LIFE CHANGING AND CORROBORATING SCRIPTURE
Isaiah 41:10, Psalm 139:13–14, Romans 5:8, Ephesians 2:8–9, Titus 3:5, 1 Peter 2:9, Jeremiah 1:5, Philippians 1:6

Isaiah 41:10 So do not fear, for I am with you; do not be dismayed, for I am your God. I will strengthen you and help you; I will uphold you with my righteous right hand.

Psalm 139:13–14 For you created my inmost being; you knit me together in my mother’s womb. I praise you because I am fearfully and wonderfully made; your works are wonderful, I know that full well.

Romans 5:8 But God demonstrates his own love for us in this: While we were still sinners, Christ died for us.

Ephesians 2:8–9 For it is by grace you have been saved, through faith—and this is not from yourselves, it is the gift of God—not by works, so that no one can boast.

Titus 3:5 He saved us, not because of righteous things we had done, but because of his mercy. He saved us through the washing of rebirth and renewal by the Holy Spirit.

1 Peter 2:9 But you are a chosen people, a royal priesthood, a holy nation, God’s special possession, that you may declare the praises of him who called you out of darkness into his wonderful light.

Jeremiah 1:5 “Before I formed you in the womb I knew you, before you were born I set you apart; I appointed you as a prophet to the nations.”

Philippians 1:6 Being confident of this, that he who began a good work in you will carry it on to completion until the day of Christ Jesus.

TODAY’S BIBLICAL MORALITY TALE: God Can Still Put You To Good Use No Matter How Broken You Think You Are
The world lies that you must be fixed to be loved.

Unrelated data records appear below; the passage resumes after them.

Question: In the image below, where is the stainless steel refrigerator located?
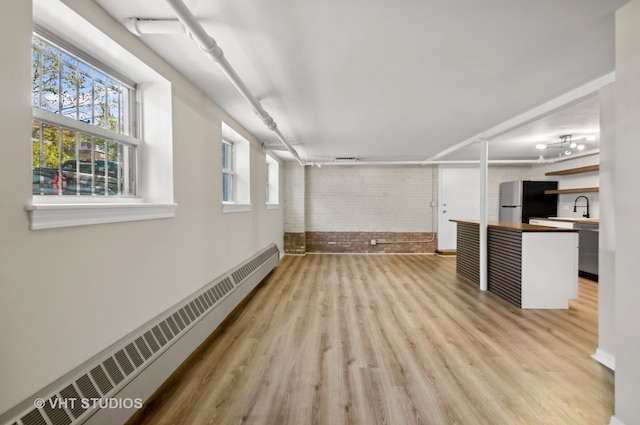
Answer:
[500,180,558,223]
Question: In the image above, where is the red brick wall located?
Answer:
[304,232,438,253]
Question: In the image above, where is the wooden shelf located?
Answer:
[544,187,600,195]
[544,164,600,176]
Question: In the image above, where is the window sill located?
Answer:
[222,204,251,213]
[26,203,177,230]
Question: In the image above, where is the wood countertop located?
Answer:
[449,219,577,232]
[529,217,600,224]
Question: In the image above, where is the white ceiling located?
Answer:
[94,0,627,161]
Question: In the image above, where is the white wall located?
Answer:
[0,0,283,414]
[614,0,640,425]
[595,84,616,367]
[305,165,437,232]
[283,161,306,233]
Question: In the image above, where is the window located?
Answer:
[266,155,280,206]
[222,140,235,202]
[222,123,251,212]
[31,35,140,196]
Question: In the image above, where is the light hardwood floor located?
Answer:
[129,255,613,425]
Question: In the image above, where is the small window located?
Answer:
[266,155,280,205]
[31,34,140,197]
[222,140,235,202]
[222,123,251,212]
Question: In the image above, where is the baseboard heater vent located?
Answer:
[0,244,280,425]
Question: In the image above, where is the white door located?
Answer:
[438,166,480,251]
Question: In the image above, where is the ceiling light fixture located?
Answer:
[536,134,596,156]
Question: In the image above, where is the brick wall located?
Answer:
[284,232,307,254]
[283,161,306,233]
[305,165,437,233]
[306,232,438,253]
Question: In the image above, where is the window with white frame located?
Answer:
[266,155,280,205]
[222,140,235,202]
[222,123,251,212]
[26,0,177,230]
[31,34,140,197]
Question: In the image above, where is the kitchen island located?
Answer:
[451,220,578,309]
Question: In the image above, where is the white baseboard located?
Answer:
[591,348,616,371]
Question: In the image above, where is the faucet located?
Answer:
[573,195,589,218]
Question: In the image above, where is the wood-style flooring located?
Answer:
[129,255,613,425]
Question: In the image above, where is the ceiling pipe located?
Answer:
[307,149,600,167]
[130,0,306,165]
[124,18,189,36]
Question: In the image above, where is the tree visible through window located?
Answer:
[32,35,139,196]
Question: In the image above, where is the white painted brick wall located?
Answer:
[306,165,437,232]
[282,161,305,233]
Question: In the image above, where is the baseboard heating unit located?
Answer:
[0,244,280,425]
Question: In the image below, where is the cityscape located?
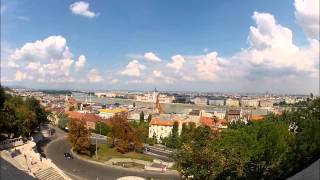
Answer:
[0,0,320,180]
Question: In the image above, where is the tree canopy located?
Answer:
[175,98,320,179]
[0,87,47,138]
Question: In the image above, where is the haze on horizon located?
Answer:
[1,0,319,94]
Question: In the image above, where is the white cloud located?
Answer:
[237,12,319,72]
[143,52,161,62]
[294,0,320,40]
[152,70,163,78]
[15,71,27,81]
[167,55,185,72]
[8,61,20,68]
[8,36,85,83]
[9,36,71,62]
[195,52,228,81]
[17,16,31,22]
[120,60,146,77]
[70,1,97,18]
[75,55,86,71]
[26,62,41,71]
[111,79,119,84]
[87,69,103,83]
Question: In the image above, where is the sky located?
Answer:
[1,0,319,94]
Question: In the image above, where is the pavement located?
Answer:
[0,158,34,180]
[45,128,181,180]
[288,159,320,180]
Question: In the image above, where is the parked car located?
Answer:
[64,153,73,160]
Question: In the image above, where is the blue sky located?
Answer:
[1,0,319,93]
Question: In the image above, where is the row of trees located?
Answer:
[68,113,148,153]
[175,99,320,179]
[0,87,47,138]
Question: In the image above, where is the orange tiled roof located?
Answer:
[67,111,102,122]
[150,118,174,126]
[250,115,264,121]
[199,116,213,127]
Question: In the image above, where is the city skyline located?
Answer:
[1,0,319,94]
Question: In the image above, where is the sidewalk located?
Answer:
[70,150,179,175]
[1,141,70,180]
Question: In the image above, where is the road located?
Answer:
[47,127,180,180]
[0,157,33,180]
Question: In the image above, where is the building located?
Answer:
[193,97,208,105]
[148,118,174,143]
[226,98,240,107]
[260,100,273,107]
[67,111,103,129]
[209,99,225,106]
[241,99,259,107]
[226,109,242,122]
[136,89,174,103]
[98,108,128,119]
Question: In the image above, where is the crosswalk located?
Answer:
[34,167,64,180]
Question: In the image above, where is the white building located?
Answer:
[136,89,174,103]
[148,118,174,143]
[209,99,224,106]
[260,100,273,107]
[226,98,239,107]
[241,99,259,107]
[193,97,208,105]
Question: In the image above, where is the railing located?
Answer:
[0,137,23,150]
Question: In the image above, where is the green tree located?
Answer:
[58,114,69,129]
[140,111,144,123]
[148,114,152,123]
[164,121,180,149]
[67,119,90,153]
[175,126,216,179]
[95,121,111,136]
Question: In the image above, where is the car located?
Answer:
[64,153,73,160]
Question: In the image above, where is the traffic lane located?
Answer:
[147,148,171,157]
[48,138,180,180]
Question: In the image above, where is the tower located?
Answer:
[153,93,164,114]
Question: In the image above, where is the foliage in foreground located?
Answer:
[67,119,91,153]
[110,113,142,153]
[175,99,320,179]
[0,87,47,138]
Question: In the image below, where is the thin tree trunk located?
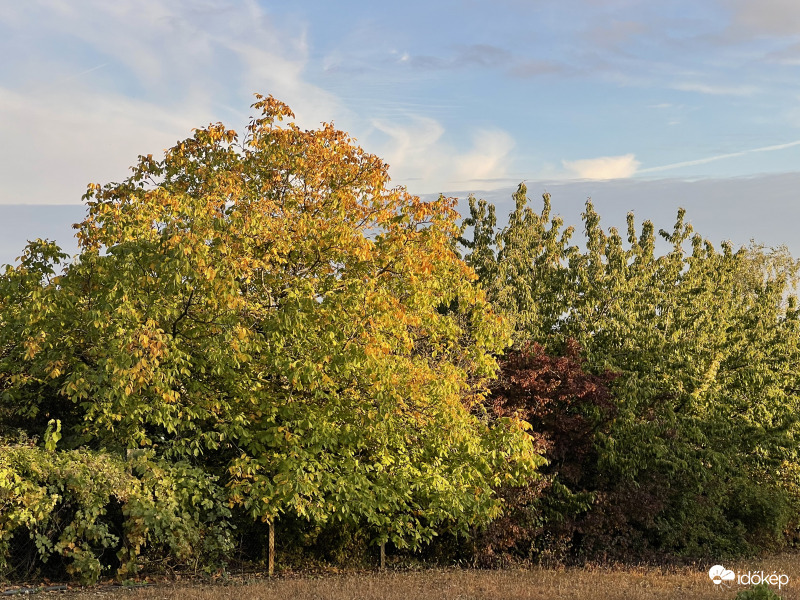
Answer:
[267,519,275,577]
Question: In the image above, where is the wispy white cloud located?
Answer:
[562,154,641,181]
[639,140,800,173]
[722,0,800,36]
[672,82,759,96]
[367,115,514,194]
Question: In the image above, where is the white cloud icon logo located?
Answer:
[708,565,736,585]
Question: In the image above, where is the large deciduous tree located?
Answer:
[0,96,540,546]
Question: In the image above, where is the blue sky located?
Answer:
[0,0,800,263]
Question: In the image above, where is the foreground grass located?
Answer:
[9,555,800,600]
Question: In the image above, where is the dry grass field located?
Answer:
[4,555,800,600]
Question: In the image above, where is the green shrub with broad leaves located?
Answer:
[0,438,232,583]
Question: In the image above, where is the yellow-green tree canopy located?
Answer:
[0,96,540,545]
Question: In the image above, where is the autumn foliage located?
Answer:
[0,96,800,581]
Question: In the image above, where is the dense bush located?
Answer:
[0,440,232,582]
[464,186,800,560]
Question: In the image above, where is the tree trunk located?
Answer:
[267,519,275,577]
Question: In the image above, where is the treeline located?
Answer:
[0,97,800,581]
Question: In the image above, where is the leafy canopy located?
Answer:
[0,96,541,546]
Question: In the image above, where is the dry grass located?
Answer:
[9,555,800,600]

The Gospel says you are loved so you can be healed. God doesn’t call the qualified; He qualifies the called. As Paul said, “My grace is sufficient for you, for my power is made perfect in weakness” (2 Corinthians 12:9).
Leonard Cohen, who wrote the worship-denigrating “Hallelujah” sang and who asserted “you don’t know me – I’m the little Jew that wrote the Bible” also proclaimed contritely and humbly, “I’m junk but I’m still holding up this little wild bouquet.” He saw beauty in brokenness, but the Gospel goes deeper: Your cracks aren’t just for showing off resilience—they are entry points for His light. Your scars prove His redemption. Your weakness is the stage for His strength.
Do not let shame silence you. You are fearfully and wonderfully made (Psalm 139:14). You are His workmanship (Ephesians 2:10). And He is not finished with you yet.

PRAYER FOR WHOMSOEVERS
Lord, thank You for loving me when I felt unlovable. Forgive me for believing the lie that I am not enough. Help me to see myself as You see me: chosen, redeemed, and fully sufficient in Your grace. Use my brokenness for Your glory. Fill my weakness with Your strength. I surrender my inadequacy to You. In Jesus’ name, Amen.